While both sets of grandparents are willing to help, distance makes it impossible to rely on them daily. “My parents can come for one day, his mother for another,” she explained, “but the rest of the days, there is simply no solution.”
HaOgen stepped up and arranged for volunteers– “adopted grandparents” – to come early in the mornings to care for the children and take them to their nurseries on the days when the kids would otherwise be alone. This made it possible for her to continue working and maintain her career as a physician.
These stories serve as testimony for the organization’s real-life impact. “Reservist families often feel invisible,” Azaria explains. “Soldiers in uniform get hugs on the street. Families at home don’t. Our job is to show them we see them, and that their sacrifice is appreciated.”
This past year, that recognition went national when HaOgen received Israel’s prestigious Presidential Award in Volunteering, honoring its 20,000-strong network. “It was incredibly moving,” says Azaria. “When the President called to tell me, I thought, this is exactly what we need, especially when morale dips. It reminds us that what we’re doing matters.”
“Nobody does this for recognition,” says Pazit. “But it matters that the families know we see them. It also means the country sees us.”
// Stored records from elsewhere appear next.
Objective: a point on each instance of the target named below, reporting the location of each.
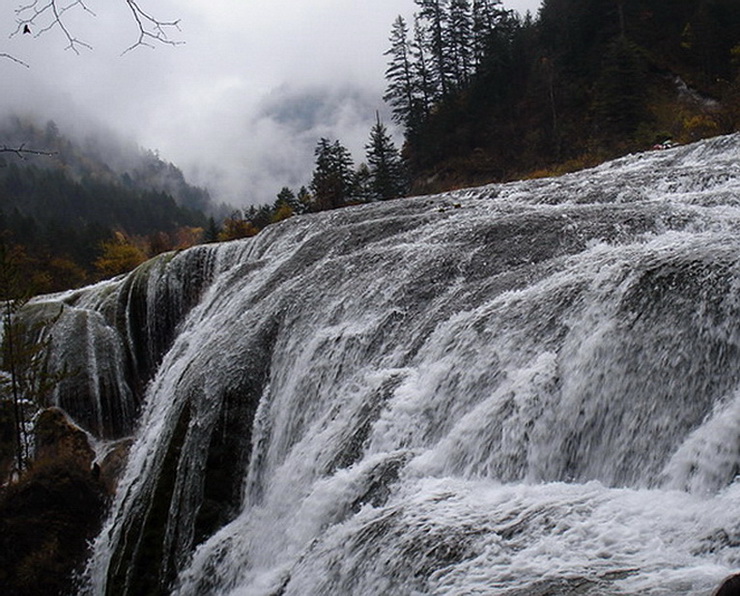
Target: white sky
(240, 105)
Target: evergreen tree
(620, 95)
(363, 184)
(459, 40)
(333, 176)
(435, 13)
(424, 91)
(387, 171)
(484, 17)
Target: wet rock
(59, 439)
(729, 587)
(112, 464)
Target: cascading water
(531, 388)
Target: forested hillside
(72, 212)
(486, 95)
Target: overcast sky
(239, 106)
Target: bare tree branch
(21, 151)
(45, 15)
(150, 28)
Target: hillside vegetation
(84, 210)
(486, 95)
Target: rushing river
(520, 389)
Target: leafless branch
(151, 29)
(48, 14)
(45, 15)
(21, 151)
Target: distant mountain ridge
(75, 210)
(100, 157)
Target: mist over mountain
(98, 155)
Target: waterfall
(516, 389)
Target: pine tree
(363, 184)
(435, 13)
(460, 41)
(400, 76)
(387, 171)
(484, 17)
(424, 90)
(333, 176)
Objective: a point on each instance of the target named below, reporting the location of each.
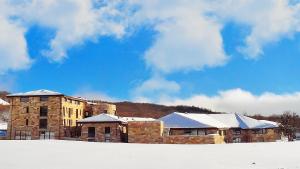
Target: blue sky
(234, 58)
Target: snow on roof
(3, 126)
(102, 118)
(270, 124)
(41, 92)
(190, 120)
(138, 119)
(241, 121)
(3, 102)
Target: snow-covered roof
(190, 120)
(102, 118)
(41, 92)
(241, 121)
(3, 126)
(3, 102)
(138, 119)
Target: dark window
(44, 98)
(43, 123)
(43, 111)
(24, 99)
(237, 131)
(187, 132)
(70, 112)
(107, 130)
(64, 111)
(91, 132)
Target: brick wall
(19, 114)
(248, 136)
(116, 130)
(182, 139)
(145, 132)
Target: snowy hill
(80, 155)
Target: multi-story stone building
(43, 114)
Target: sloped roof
(3, 102)
(241, 121)
(41, 92)
(189, 120)
(102, 118)
(137, 119)
(3, 126)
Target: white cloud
(241, 101)
(269, 21)
(186, 39)
(155, 88)
(13, 47)
(90, 94)
(74, 22)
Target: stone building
(93, 108)
(189, 128)
(43, 114)
(111, 128)
(103, 128)
(246, 129)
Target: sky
(224, 55)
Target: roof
(41, 92)
(241, 121)
(3, 126)
(3, 102)
(138, 119)
(190, 120)
(102, 118)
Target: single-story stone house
(178, 128)
(246, 129)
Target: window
(201, 132)
(70, 112)
(91, 132)
(43, 111)
(24, 99)
(237, 131)
(259, 131)
(43, 123)
(107, 130)
(64, 111)
(237, 140)
(187, 132)
(44, 98)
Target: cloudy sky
(225, 55)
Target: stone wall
(19, 116)
(93, 109)
(248, 136)
(116, 130)
(145, 131)
(183, 139)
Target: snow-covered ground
(84, 155)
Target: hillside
(154, 110)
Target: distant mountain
(154, 110)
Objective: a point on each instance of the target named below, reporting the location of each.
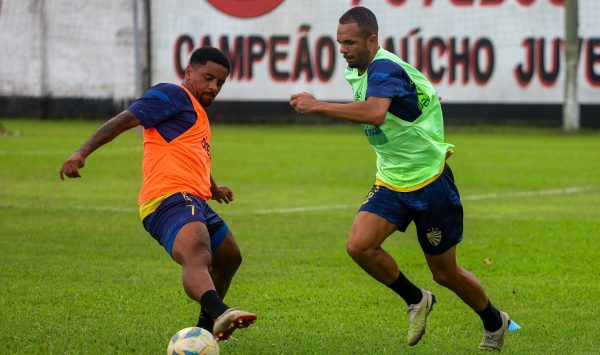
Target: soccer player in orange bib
(177, 183)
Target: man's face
(354, 47)
(206, 81)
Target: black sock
(205, 321)
(212, 304)
(410, 293)
(491, 318)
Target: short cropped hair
(206, 54)
(364, 18)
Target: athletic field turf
(79, 275)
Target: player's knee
(356, 250)
(446, 278)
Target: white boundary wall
(67, 48)
(84, 49)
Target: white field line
(563, 191)
(490, 196)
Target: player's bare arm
(372, 111)
(220, 193)
(109, 131)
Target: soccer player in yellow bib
(401, 116)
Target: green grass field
(79, 275)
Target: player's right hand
(72, 165)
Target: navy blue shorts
(436, 210)
(178, 210)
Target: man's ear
(188, 71)
(373, 41)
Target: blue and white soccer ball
(193, 341)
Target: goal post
(571, 109)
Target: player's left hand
(222, 194)
(303, 102)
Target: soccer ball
(193, 340)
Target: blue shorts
(178, 210)
(436, 210)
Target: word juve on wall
(451, 60)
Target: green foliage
(78, 273)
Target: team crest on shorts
(434, 236)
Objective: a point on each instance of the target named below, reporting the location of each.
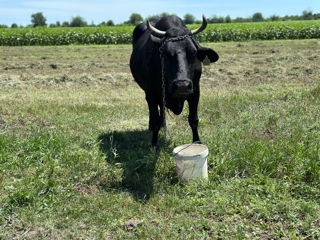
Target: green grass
(123, 34)
(76, 162)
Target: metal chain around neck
(162, 57)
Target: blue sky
(18, 11)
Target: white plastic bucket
(191, 161)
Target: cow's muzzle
(182, 87)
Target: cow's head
(182, 57)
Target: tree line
(38, 19)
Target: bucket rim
(179, 153)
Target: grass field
(123, 34)
(76, 162)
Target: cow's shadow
(131, 151)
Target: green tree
(78, 22)
(37, 19)
(135, 19)
(189, 19)
(257, 17)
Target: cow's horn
(203, 26)
(154, 31)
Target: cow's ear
(155, 39)
(203, 52)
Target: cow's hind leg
(193, 115)
(154, 120)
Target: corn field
(123, 34)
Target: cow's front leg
(154, 120)
(193, 115)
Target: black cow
(165, 46)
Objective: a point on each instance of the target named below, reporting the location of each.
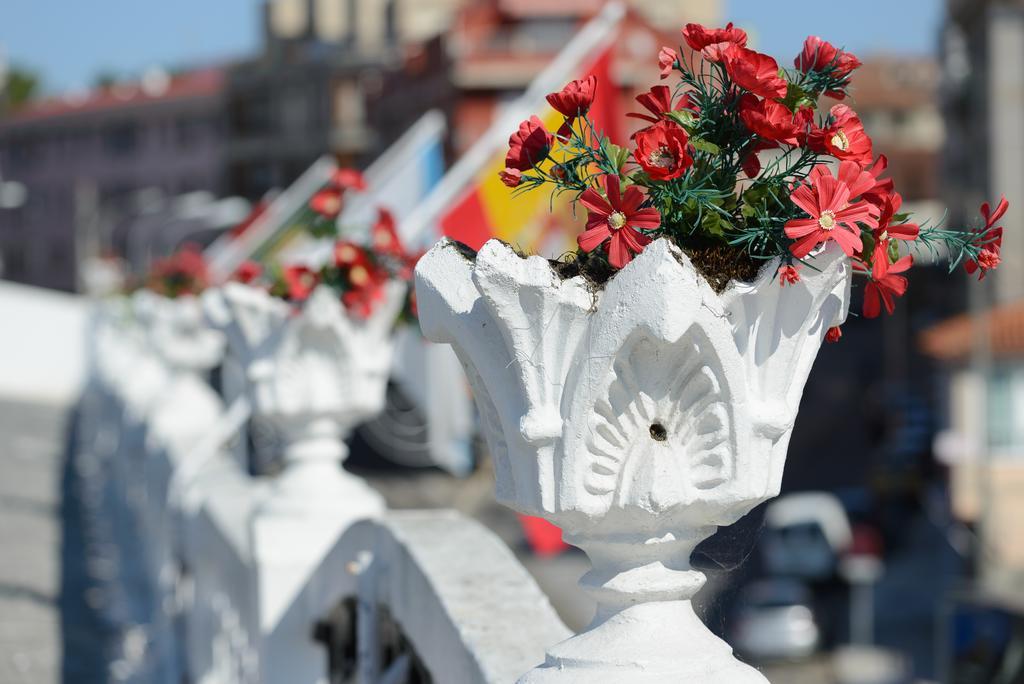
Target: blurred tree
(20, 86)
(104, 80)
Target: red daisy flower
(511, 177)
(990, 238)
(384, 234)
(886, 230)
(770, 120)
(657, 100)
(347, 254)
(755, 72)
(573, 100)
(662, 151)
(327, 203)
(617, 220)
(712, 43)
(366, 289)
(345, 179)
(248, 271)
(819, 55)
(667, 59)
(826, 200)
(788, 274)
(528, 145)
(844, 138)
(886, 283)
(300, 282)
(751, 162)
(883, 187)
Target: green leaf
(867, 239)
(705, 145)
(893, 251)
(684, 118)
(797, 97)
(714, 224)
(615, 154)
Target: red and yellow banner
(532, 221)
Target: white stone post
(639, 418)
(314, 374)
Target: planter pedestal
(639, 418)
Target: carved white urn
(314, 374)
(639, 418)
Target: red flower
(345, 179)
(788, 275)
(885, 284)
(667, 59)
(751, 163)
(755, 72)
(511, 177)
(300, 282)
(769, 119)
(528, 145)
(825, 199)
(367, 289)
(327, 203)
(616, 220)
(657, 100)
(883, 187)
(819, 55)
(384, 234)
(712, 43)
(248, 271)
(662, 151)
(886, 230)
(989, 237)
(573, 100)
(347, 254)
(844, 138)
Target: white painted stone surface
(638, 418)
(313, 374)
(43, 348)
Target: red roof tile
(952, 340)
(207, 82)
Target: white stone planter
(638, 418)
(314, 374)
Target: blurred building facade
(341, 77)
(83, 161)
(983, 350)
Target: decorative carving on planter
(180, 334)
(313, 374)
(639, 418)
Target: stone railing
(211, 574)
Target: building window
(1004, 408)
(121, 139)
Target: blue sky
(71, 41)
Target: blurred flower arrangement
(180, 274)
(695, 173)
(357, 273)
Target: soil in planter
(720, 264)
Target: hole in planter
(657, 432)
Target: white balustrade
(217, 576)
(639, 417)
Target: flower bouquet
(740, 163)
(641, 392)
(357, 273)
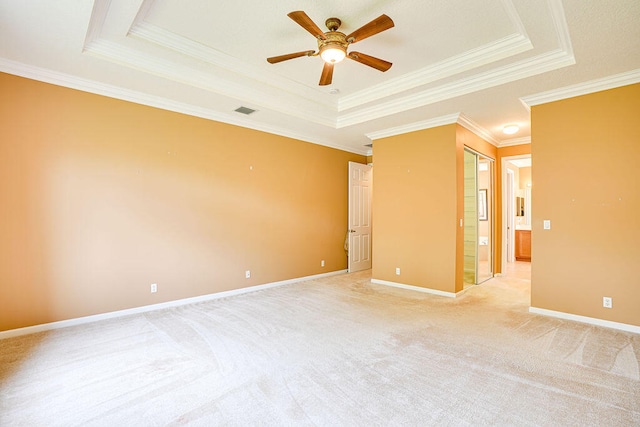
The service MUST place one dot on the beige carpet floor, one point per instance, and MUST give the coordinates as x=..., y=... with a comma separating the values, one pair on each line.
x=332, y=351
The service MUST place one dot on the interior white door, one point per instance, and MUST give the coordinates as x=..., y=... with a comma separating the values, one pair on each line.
x=360, y=182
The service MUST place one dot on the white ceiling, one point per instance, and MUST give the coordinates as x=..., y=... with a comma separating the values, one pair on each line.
x=457, y=60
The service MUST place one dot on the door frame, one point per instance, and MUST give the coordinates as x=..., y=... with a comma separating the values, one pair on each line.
x=508, y=220
x=356, y=231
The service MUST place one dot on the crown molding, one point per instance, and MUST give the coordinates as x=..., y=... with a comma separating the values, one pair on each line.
x=96, y=22
x=610, y=82
x=412, y=127
x=131, y=58
x=171, y=41
x=469, y=124
x=500, y=49
x=98, y=88
x=458, y=118
x=512, y=72
x=515, y=141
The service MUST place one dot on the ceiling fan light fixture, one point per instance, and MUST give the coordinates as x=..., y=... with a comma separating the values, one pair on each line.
x=510, y=129
x=332, y=53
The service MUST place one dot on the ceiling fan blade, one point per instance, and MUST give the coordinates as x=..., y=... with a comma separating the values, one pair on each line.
x=305, y=22
x=378, y=25
x=276, y=59
x=378, y=64
x=327, y=74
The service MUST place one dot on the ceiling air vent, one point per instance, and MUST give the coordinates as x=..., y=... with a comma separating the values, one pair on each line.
x=244, y=110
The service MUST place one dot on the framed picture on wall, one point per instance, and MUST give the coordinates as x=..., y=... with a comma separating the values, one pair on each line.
x=482, y=204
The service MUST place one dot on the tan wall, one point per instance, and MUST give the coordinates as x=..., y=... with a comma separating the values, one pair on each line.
x=586, y=156
x=514, y=150
x=99, y=198
x=416, y=208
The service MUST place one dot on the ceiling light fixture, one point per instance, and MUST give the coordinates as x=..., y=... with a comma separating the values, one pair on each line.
x=332, y=53
x=510, y=129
Azaria recalls the story of one volunteer, a man who simply delivered food, and a reservist. “One day, as the volunteer carried a box of food up the stairs, the reservist, whose family he delivered to, was coming home. They hugged right there on the landing of the apartment, both crying. That’s what this is about.”
Holding on together
HaOgen's scale today is impressive: some 20,000 volunteers aiding almost 40,000 families across Israel, from Eilat to Kiryat Shemonah.
Azaria recalls realizing the war would be longer than expected. "A reserve commander told me bluntly: a year. I went home feeling completely overwhelmed. How do you tell volunteers who came for a month that they’re needed for a year? But we did. And miraculously, they stayed."
She believes the key is meaning. “People feel important, that they’re doing something vital, not just a nice gesture. That keeps them here."
Hila emphasizes partnerships. “At the war’s start, companies, municipalities, and institutions rushed to help. But that faded. We need ongoing support. The families still need it."
Azaria offers a message to families: "Don’t face this alone. Join us. There’s space for everyone. This prolonged reserve duty shouldn’t be dealt with alone; it’s our shared responsibility."
Reflecting on the critical help she has received from HaOgen, Tehila noted, “They’ve helped me with food, with activities for my children, which has been a godsend when my husband is away. We’ll have an event to go to, something fun for them to do, and they look forward to it. Or maybe it’s the treat they will usually get as well,” she adds, smiling.
“It makes us feel good to be part of a family that’s not like any other family. My girls used to ask, ‘Why is it only our father who goes on miluim’ and I would say, ‘It’s not just your father, there are lots of fathers who go on miluim,’ and they get the opportunity to see other children whose fathers have gone to reserve duty.”
This feeling – being seen and heard, being surrounded and embraced by a supportive community, goes far beyond practical help. It’s a pillar of absolute certainty in the rough seas of our current reality, a true, unrivaled, stable anchor.